Detrazioni fiscali per risparmio energetico

Detrazioni fiscali

Se intendete ristrutturare il vostro appartamento o avete appena acquistato un immobile da ristrutturare, un aspetto importante da considerare riguarda le detrazioni fiscali per le ristrutturazioni.

La legge di stabilità 2016 ha prorogato al 31 dicembre 2016, nella misura del 65%, la detrazione fiscale per gli interventi di riqualificazione energetica degli edifici. Nella stessa misura è prevista anche la detrazione per gli interventi sulle parti comuni degli edifici condominiali e per quelli che riguardano tutte le unità immobiliari di cui si compone il singolo condominio. 

IN COSA CONSISTE?

L’agevolazione fiscale consiste in detrazioni dall’Irpef (Imposta sul reddito delle persone fisiche) o dall’Ires (Imposta sul reddito delle società) ed è concessa quando si eseguono interventi che aumentano il livello di efficienza energetica degli edifici esistenti. In particolare, le detrazioni sono riconosciute se le spese sono state sostenute per:

  • la riduzione del fabbisogno energetico per il riscaldamento
  • il miglioramento termico dell’edificio (coibentazioni - pavimenti - finestre, comprensive di infissi )
  • l’installazione di pannelli solari
  • la sostituzione degli impianti di climatizzazione invernale.
  • acquisto e posa in opera delle schermature solari
  • acquisto e posa in opera di impianti di climatizzazione invernale dotati di generatori di calore alimentati da biomasse combustibili
  • acquisto, installazione e messa in opera di dispositivi multimediali per il controllo da remoto degli impianti di riscaldamento o produzione di acqua calda o di climatizzazione delle unità abitative.

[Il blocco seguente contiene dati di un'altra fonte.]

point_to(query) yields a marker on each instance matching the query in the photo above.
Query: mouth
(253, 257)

Le detrazioni, da ripartire in dieci rate annuali di pari importo, sono riconosciute nelle seguenti misure:

  • 65% delle spese sostenute dal 6 giugno 2013 al 31 dicembre 201 6 sia per interventi sulle singole unità immobiliari sia quando l’intervento è effettuato sulle parti comuni degli edifici condominiali, o se riguarda tutte le unità immobiliari di cui si compone il singolo condominio.

CHI NE PUO’ BENEFICIARE?
Le persone fisiche o giuridiche che sostengono le spese per lavori su edifici esistenti da loro posseduti o detenuti. Tra le persone fisiche sono ammessi, oltre ai proprietari, i titolari di un diritto reale sul bene (usufrutto, etc.), gli inquilini o i comodatari e i condomini nel caso di lavori sulle parti condominiali. Sono ammessi a fruire della detrazione anche i familiari conviventi con il possessore o detentore dell'immobile, che abbiano sostenuto le spese.

QUALI SONO GLI EDIFICI INTERESSATI?
Condizione indispensabile per fruire della detrazione è che gli interventi siano eseguiti su unità immobiliari e su edifici (o su parti di edifici) esistenti, di qualunque categoria catastale, anche se rurali, compresi quelli strumentali (per l’attività d’impresa o professionale). La prova dell’esistenza dell’edificio può essere fornita dalla sua iscrizione in catasto o dalla richiesta di accatastamento, oppure dal pagamento dell’imposta comunale (Ici/Imu), se dovuta.